Discipline and Tshuvah in the Middle School

Jody Passanisi

“How would you handle discipline in our middle school if you were the director?”

It was my interview for Director of Middle School at Hausner in the Spring of 2017, and I was waiting for this question. I’d thought about it a great deal, actually, before the student on the student interview panel even asked me. I was ready to talk about how I believe that discipline in middle school is strongly connected to our Jewish tradition of tshuvah—the process of repentance for errors made. 

Mistakes Open the Door for Positive Change and Learning

One thing that I love about middle school is that mistakes are expected. And not just expected, but necessary for learning. In some ways, this can be why middle school feels so challenging for students (and parents, and sometimes teachers, too): kids are growing intellectually, physically, and emotionally at the most rapid pace since they were toddlers. There are going to be some missteps in this process- life with its changes just unfolds too quickly to avoid them.  
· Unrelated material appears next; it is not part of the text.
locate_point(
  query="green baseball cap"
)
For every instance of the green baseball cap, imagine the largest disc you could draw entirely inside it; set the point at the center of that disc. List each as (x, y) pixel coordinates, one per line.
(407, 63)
But responding to these expected mistakes is what we do well at Hausner’s Middle School. Because it’s often in the mistake that the learning happens. Leonard Cohen says, “There’s a crack in everything, that’s how the light gets in.” That light is tshuvah—a process that both requires and builds the skills of self-reflection, perspective taking, taking responsibility for the self, others, and the community, and conflict resolution. 

Tradition Guides us in the Present

Tshuvah, the step-by-step process of repair/repentance for errors, requires an individual to take responsibility, to identify how to repair and apologize—and to not err in the same way again. Most of us think of these steps-- if we think of them at all—as confined to the time before and on Yom Kippur. But this process is an important part of the core discipline of our middle school all year round. 

Our goal with discipline is ALWAYS to support those who have been wronged, to seek justice and repair, and, also as important, to help the individual who erred to do the work of reflection, repair, apology, and goal-setting that will help them to avoid similar mistakes in the future.

This process is often private, compassionate, and one that is between a student and another student or even a student and a teacher. Many times the community will not notice that this process has happened, in order to give dignity to all parties involved. 

The Intrinsic Work of Reflection

Like anything else, discipline has extrinsic and intrinsic pieces to it. We believe in middle school that we need to help our students develop the intrinsic motivation to do tshuvah when they’ve erred or missed the mark in some way. Each of our students are good human beings and we know that even good human beings make mistakes. It is how we handle ourselves, take responsibility, and do the hard work of repair after those mistakes that really challenges us to show who we really are on the inside. 

Darchei Hausner Values as a Grounding Presence and Compass

Hausner students leave our middle school with a strong sense of arevut (community responsibility), anavah (humility), and kavod (respect). These are the pillars of our Darchei Hausner—our “Way of Hausner,” that helps guide the students in their decisions, their words, their actions, and the process of tshuvah when they miss the mark. Because often the process is what lets the light in and transforms our students, bit by bit, into the people they want to be.